Au milieu de toutes les fêtes et de toutes les intrigues secrètes, tandis que Louis grandissait, et que des maîtres habiles, ou mieux encore les événements de chaque jour, achevaient son éducation d'homme et de roi, Mazarin poursuivait ses projets, Condé et les Espagnols les leurs. Mazarin fondait son ambition sur le rétablissement du pouvoir royal et sur la grandeur de la France; Condé, sa puissance sur le renversement du ministre et sur l'ascendant que lui promettait la victoire; mais il était obligé de se prémunir contre les faveurs qu'il savait lui ravir, pour qu'elles ne tournassent pas uniquement au profit des Espagnols. Ceux-ci, de leur côté, ne secondaient qu'avec défiance le génie de Condé, craignant toujours qu'au lieu d'être un instrument de leur puissance, il ne devînt un obstacle par les succès même obtenus avec leurs propres troupes.
Cette fausse position de Condé faisait la force de la France et la faiblesse de ses ennemis. Elle aurait fourni les moyens de terminer promptement la lutte, si cet état de choses n'avait pas été la suite et le résultat de divisions intestines. Les partis étaient comprimés, mais non anéantis; leurs débris s'étaient réunis. Les partisans des princes et ceux de Retz et des parlements, c'est-à-dire les princistes, les indépendants, les frondeurs, et même les royalistes mécontents, ne formaient plus qu'une seule phalange agissant contre Mazarin, leur ennemi commun. Ils entretenaient entre eux une correspondance active. Trop faibles pour renouveler leurs attaques à force ouverte, ils conspiraient dans l'ombre contre le gouvernement, et surtout contre la vie du premier ministre1. Toutes leurs espérances se rattachaient à Condé, qu'un arrêt du parlement avait reconnu criminel de lèse-majesté, et condamné à perdre ses biens, ses honneurs et sa vie, déclarant en même temps sa postérité déchue de tous ses droits à la couronne2. Dix mille Français qui avaient suivi Condé se trouvaient proscrits avec lui, et à leur tête on comptait des Montmorency, des Foix, des Duras, des La Trémouille, des Coligny. Le sacre du jeune roi, qui eut lieu à Reims le 7 juin3, montra, par l'absence de ceux auxquels des droits imprescriptibles assuraient une part dans cette auguste cérémonie, de quels puissants soutiens le trône se trouvait privé, combien était large et profonde la blessure que la révolte faisait à la monarchie.
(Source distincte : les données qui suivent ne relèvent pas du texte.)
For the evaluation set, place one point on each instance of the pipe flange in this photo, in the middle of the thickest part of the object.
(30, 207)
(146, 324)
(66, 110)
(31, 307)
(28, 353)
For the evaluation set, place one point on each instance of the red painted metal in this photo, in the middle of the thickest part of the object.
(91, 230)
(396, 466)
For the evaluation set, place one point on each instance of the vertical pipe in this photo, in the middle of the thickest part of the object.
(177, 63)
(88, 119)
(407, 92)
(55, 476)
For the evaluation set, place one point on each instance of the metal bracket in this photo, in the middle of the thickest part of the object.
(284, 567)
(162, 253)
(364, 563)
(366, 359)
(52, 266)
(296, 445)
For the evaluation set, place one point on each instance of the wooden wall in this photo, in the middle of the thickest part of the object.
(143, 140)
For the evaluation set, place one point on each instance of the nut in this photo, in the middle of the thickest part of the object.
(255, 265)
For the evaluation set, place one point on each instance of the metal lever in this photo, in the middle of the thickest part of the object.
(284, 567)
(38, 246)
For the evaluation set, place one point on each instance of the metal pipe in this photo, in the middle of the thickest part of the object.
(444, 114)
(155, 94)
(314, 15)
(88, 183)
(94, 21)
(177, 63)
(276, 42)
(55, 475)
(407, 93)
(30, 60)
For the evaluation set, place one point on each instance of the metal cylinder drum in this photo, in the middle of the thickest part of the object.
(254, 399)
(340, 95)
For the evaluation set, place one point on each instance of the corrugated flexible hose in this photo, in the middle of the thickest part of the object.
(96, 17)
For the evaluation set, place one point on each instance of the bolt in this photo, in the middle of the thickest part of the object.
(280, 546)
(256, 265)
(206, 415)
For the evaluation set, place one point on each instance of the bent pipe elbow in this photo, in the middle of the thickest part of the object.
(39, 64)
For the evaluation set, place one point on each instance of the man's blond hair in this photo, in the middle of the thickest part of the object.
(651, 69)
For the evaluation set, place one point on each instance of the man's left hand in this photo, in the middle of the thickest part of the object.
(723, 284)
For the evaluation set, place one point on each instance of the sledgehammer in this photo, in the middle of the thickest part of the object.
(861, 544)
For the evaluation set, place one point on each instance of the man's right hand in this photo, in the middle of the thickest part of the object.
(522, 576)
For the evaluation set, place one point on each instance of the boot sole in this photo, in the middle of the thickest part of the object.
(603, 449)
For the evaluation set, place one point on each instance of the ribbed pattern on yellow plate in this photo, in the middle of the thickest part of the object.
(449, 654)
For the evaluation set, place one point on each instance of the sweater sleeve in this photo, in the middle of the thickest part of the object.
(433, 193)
L'occupation que le sacre donna au gouvernement français, la pénurie d'argent qu'éprouvaient les Espagnols, firent que le mois de juin arriva sans que dans le nord on fût entré en campagne. Mais depuis lors les opérations de la guerre, les négociations, et les intrigues, non moins efficaces, des ruelles furent poussées avec une prodigieuse activité, et mirent encore les affaires de la France dans une crise qui la plaçait sur le penchant de l'abîme. Arras était assiégé par Condé; des lignes formidables entouraient cette ville; sa prise paraissait certaine. Le duc de Lorraine, sacrifié par Fuensaldagne aux ressentiments et aux craintes qu'inspirait sa perfidie, avait été arrêté; toutes les forces d'une grande et guerrière province étaient tournées contre la France, et donnaient les moyens de pénétrer jusqu'à sa capitale4. Les séductions de la duchesse de Châtillon avaient arraché au maréchal d'Hocquincourt la promesse de livrer au prince de Condé Péronne et Ham, deux des principales clefs du royaume5. Les parlements essayaient de ressaisir le pouvoir qu'ils avaient perdu. Tous ces graves événements donnèrent à Mazarin et à Turenne des occasions de déployer l'activité de leur génie.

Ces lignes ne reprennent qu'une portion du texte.